The WSU campus is about 10 miles away, across state lines, from the home where the victims were found.
On the morning of the attack, the car was observed traveling from WSU toward Moscow, Idaho around 2:44 a.m. and was later seen again near the WSU campus around 5:25 a.m., investigators say.
Authorities also used Kohberger’s cell phone records to link him to the crime.
Kohberger’s phone was near the victims’ residence at least twelve times between June 2022 and Nov. 13, 2022, court documents say. All of those occasions, except for one, took place in the late evening and early morning hours, investigators determined.
On Nov. 13, the suspect’s phone was near his home in Pullman, Washington at 2:47 a.m. but did not appear on a network again until approximately 4:48 a.m. when it was detected near Blaine — which is south of Moscow, Idaho — the affidavit says.
The lack of phone data during the crucial time period “is consistent with Kohberger attempting to conceal his location during the quadruple homicide,” investigators determined.
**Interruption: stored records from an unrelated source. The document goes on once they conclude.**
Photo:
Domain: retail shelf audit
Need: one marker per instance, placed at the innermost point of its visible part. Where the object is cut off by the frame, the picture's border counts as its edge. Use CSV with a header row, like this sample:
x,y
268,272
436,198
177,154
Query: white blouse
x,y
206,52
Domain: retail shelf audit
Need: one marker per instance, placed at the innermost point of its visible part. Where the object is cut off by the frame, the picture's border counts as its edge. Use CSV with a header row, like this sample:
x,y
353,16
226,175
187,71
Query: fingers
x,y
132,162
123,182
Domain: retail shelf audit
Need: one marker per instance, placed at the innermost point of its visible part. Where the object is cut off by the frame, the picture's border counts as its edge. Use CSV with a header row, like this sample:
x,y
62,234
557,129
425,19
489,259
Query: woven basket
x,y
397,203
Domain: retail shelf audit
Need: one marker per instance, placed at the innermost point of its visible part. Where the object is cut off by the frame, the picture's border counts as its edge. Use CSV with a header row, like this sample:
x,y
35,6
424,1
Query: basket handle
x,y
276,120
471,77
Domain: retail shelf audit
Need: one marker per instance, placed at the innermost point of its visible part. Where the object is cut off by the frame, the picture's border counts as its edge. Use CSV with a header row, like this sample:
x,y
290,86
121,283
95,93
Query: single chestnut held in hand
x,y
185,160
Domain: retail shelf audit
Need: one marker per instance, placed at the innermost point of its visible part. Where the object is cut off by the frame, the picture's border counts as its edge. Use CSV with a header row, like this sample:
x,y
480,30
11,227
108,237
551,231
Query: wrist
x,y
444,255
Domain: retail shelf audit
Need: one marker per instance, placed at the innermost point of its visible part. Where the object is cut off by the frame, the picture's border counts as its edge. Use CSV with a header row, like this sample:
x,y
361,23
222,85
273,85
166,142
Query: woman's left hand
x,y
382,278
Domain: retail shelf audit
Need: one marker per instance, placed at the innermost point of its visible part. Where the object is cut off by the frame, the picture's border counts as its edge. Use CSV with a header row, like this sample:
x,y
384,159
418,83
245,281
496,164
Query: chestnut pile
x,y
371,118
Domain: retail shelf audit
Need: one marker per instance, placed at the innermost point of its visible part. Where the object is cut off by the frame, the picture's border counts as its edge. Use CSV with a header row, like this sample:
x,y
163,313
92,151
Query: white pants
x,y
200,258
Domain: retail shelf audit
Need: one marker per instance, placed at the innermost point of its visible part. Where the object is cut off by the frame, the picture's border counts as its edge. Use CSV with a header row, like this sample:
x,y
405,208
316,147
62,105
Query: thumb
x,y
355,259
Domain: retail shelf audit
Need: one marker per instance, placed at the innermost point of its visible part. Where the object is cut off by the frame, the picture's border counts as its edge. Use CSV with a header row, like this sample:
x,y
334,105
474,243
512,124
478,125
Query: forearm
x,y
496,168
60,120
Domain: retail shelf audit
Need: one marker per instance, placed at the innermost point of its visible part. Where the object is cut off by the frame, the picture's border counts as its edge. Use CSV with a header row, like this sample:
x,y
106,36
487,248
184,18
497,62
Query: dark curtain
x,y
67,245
Around 5:30 a.m. the phone was again detected in Pullman, which is “consistent with the phone traveling back to the Kohberger Residence,” authorities say.
Less than four hours later, between 9:12 a.m. and 9:21 a.m., Kohberger’s phone was detected near the crime scene in Idaho, which suggests he returned to the area after allegedly killing the four students.
The arrest document did not reveal a motive. It remains unclear how, or if, Kohberger knew any of the victims.
The 28-year-old suspect was arraigned in Latah County court Thursday and will be held without bail for the duration of his trial.